The release, posted on a new Pentagon “UFO” website, includes 162 files from the FBI, Department of Defense, NASA and State Department. The documents contain eyewitness testimony, photos and reports of sightings of unexplained objects, detailing incidents dating back decades from around the globe.
“These files, hidden behind classifications, have long fueled justified speculation — and it’s time the American people see it for themselves,” Defense Secretary Pete Hegseth said in a statement upon the release of the first files. The files include videos of unresolved cases as well as archival files from different government agencies.
What’s in the UFO files?
The documents include 120 PDFs, 28 videos and 14 images. The photos are mostly images of suspicious objects in the sky filmed by military aircraft:
Image released by Pentagon
Six of the photos show objects and phenomena observed by NASA astronauts during the Apollo 12 and Apollo 17 missions, captured in photographs taken from the surface of the Moon:
NASA/Pentagon
NASA/Pentagon
Another image is an FBI photo overlaid by a graphic of an object described by an eyewitness. The composite sketch shows an “apparent ellipsoid bronze metallic object materializing out of a bright light in the sky, 130-195 feet in length, and disappearing instantaneously.”
FBI/Pentagon
The release also includes the FBI’s case file detailing reports of unidentified objects and “flying discs” from 1947 to 1968. Spanning 18 separate documents, the case file includes “high-profile incident accounts, photographic evidence from sites like Oak Ridge, TN, and technical proposals regarding potential propulsion systems. Additional topics include convention programs, researcher accounts, and extensive media coverage from the period.”

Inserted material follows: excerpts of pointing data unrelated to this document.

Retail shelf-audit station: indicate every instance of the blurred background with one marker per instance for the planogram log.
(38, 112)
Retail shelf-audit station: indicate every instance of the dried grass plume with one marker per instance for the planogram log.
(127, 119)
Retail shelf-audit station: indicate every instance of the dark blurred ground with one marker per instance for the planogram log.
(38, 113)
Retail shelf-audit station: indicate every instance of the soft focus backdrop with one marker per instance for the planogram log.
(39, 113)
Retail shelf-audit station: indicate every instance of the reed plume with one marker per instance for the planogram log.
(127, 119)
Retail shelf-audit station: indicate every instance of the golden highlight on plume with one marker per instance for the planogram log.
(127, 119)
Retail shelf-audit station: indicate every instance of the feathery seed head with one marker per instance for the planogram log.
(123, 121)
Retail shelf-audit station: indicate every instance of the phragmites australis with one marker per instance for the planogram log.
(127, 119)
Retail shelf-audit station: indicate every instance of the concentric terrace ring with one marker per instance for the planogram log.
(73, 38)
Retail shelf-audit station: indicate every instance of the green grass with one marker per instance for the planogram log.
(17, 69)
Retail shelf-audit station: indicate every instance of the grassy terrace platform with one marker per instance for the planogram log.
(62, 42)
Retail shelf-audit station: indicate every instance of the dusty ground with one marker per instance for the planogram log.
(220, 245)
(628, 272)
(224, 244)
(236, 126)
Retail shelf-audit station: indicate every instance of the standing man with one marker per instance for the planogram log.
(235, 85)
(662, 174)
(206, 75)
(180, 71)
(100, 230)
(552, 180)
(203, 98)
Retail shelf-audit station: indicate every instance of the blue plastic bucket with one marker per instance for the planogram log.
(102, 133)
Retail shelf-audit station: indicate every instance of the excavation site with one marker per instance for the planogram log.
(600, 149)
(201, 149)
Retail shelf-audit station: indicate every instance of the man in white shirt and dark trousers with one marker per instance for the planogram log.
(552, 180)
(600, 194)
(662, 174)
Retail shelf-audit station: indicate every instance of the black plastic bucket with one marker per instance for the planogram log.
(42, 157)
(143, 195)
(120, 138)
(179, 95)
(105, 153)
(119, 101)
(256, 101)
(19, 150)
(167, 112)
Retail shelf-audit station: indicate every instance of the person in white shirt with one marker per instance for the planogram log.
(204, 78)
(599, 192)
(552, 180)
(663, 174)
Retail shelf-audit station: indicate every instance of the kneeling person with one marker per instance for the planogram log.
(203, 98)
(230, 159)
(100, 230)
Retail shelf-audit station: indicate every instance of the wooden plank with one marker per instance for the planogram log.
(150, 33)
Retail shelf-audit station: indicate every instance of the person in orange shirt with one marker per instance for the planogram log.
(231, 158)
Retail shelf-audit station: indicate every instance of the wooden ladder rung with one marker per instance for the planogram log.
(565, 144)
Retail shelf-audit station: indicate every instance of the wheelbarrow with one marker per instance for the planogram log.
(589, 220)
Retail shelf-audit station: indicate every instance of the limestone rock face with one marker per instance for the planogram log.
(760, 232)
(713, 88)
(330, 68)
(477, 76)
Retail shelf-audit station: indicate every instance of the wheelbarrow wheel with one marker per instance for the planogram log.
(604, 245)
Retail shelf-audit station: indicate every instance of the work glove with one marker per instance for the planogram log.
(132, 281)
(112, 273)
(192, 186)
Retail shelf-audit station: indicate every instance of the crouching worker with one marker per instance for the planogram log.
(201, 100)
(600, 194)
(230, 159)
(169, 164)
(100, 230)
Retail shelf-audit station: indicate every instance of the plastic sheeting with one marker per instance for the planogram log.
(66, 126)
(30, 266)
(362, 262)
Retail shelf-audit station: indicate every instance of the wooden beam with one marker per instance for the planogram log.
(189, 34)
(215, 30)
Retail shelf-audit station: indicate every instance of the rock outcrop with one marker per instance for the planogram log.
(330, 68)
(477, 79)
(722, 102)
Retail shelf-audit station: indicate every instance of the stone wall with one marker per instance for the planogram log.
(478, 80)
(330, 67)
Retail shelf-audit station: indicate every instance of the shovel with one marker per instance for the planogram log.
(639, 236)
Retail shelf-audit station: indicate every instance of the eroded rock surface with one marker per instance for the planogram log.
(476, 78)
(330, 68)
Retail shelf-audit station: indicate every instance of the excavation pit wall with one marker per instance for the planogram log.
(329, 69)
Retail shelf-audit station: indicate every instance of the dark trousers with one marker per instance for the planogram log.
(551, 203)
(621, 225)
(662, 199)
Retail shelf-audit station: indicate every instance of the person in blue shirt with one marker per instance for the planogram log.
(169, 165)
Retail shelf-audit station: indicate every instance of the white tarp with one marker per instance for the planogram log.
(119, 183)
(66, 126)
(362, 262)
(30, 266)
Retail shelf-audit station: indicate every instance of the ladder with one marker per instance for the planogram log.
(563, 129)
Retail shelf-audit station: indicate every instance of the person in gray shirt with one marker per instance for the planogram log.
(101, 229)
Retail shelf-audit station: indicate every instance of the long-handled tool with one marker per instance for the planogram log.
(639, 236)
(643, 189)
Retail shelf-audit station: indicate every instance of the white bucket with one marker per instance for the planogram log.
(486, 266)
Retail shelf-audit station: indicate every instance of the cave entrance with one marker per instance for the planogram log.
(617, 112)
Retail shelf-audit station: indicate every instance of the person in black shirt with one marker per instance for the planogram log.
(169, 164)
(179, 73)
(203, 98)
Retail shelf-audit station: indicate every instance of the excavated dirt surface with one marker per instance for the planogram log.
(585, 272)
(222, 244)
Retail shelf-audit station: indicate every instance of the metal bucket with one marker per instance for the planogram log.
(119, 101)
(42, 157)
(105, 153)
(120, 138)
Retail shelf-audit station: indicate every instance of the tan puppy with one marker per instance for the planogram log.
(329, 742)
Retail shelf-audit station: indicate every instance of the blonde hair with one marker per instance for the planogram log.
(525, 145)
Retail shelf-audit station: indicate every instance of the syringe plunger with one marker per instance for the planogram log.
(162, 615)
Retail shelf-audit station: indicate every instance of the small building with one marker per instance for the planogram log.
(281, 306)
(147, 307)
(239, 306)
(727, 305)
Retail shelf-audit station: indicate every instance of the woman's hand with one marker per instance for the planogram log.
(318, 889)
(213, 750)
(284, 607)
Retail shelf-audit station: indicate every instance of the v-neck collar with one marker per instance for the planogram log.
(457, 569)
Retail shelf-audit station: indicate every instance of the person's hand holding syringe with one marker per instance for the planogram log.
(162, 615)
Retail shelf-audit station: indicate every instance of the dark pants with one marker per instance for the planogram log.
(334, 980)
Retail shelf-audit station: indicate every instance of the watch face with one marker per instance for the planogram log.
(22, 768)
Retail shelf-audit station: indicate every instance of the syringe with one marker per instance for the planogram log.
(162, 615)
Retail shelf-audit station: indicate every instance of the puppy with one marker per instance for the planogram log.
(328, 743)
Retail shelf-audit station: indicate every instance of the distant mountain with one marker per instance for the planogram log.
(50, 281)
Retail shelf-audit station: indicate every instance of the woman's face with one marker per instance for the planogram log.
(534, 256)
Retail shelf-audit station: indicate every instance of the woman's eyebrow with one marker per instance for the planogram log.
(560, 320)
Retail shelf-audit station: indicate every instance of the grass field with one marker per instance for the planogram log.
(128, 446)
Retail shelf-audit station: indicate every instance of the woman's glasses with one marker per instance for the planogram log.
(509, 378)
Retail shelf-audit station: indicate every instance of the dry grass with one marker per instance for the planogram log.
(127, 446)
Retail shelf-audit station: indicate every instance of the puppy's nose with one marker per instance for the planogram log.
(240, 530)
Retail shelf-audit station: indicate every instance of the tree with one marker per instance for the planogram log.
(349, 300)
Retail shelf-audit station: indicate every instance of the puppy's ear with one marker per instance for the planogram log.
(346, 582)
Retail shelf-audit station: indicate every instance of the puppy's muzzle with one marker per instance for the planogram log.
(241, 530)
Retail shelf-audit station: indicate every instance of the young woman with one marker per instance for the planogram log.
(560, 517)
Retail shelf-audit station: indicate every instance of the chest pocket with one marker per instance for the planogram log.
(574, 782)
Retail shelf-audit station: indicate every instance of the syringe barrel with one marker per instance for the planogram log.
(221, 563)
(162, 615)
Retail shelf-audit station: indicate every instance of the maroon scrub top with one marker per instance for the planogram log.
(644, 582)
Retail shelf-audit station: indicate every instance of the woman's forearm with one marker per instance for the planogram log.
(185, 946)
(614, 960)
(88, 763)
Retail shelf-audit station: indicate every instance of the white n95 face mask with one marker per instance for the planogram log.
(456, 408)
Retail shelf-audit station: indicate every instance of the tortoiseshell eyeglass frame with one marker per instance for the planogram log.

The FBI has made public portions of the case file, known as 62-HQ-83894, in the past, the Pentagon said, but the new release includes fewer redactions and “several newly declassified pages.”
The archived materials detail “unresolved cases, meaning the government is unable to make a definitive determination on the nature of the observed phenomena.” The Pentagon welcomed analysis from the private sector.
Out of the 162 files released Friday, 108 contain redactions. The Pentagon said information was withheld to “protect the identity of eyewitnesses, the location of government facilities, or potentially sensitive information about military sites not related to UAP.”
“No redactions have been made to any files released under President Trump’s directive concerning information about the nature or existence of any encounter reported as a UAP or related phenomena,” the statement said.
More releases coming
The Pentagon’s UFO site says new documents will be released on a rolling basis “as they are discovered and declassified, with tranches posted every few weeks.”
In February, Mr. Trump, in a post on Truth Social, directed the Pentagon and other agency heads to release files on UFOs and any “alien and extraterrestrial life.”
He asked them “to begin the process of identifying and releasing” any relevant files and called for the release of “any and all other information connected to these highly complex, but extremely interesting and important, matters.”
The Pentagon has tracked reports of what it calls unidentified aerial phenomena, or UAPs, for decades. But the military said in a 2024 report there’s no evidence that any government investigation into UAPs has confirmed the existence of extraterrestrial life.
Mr. Trump has said he’s not sure whether or not aliens exist.
The Pentagon started releasing images several years ago after it established a website for its All-domain Anomaly Resolution Office, which was tasked with analyzing reports of unidentified anomalous phenomena. The AARO website was established in 2023.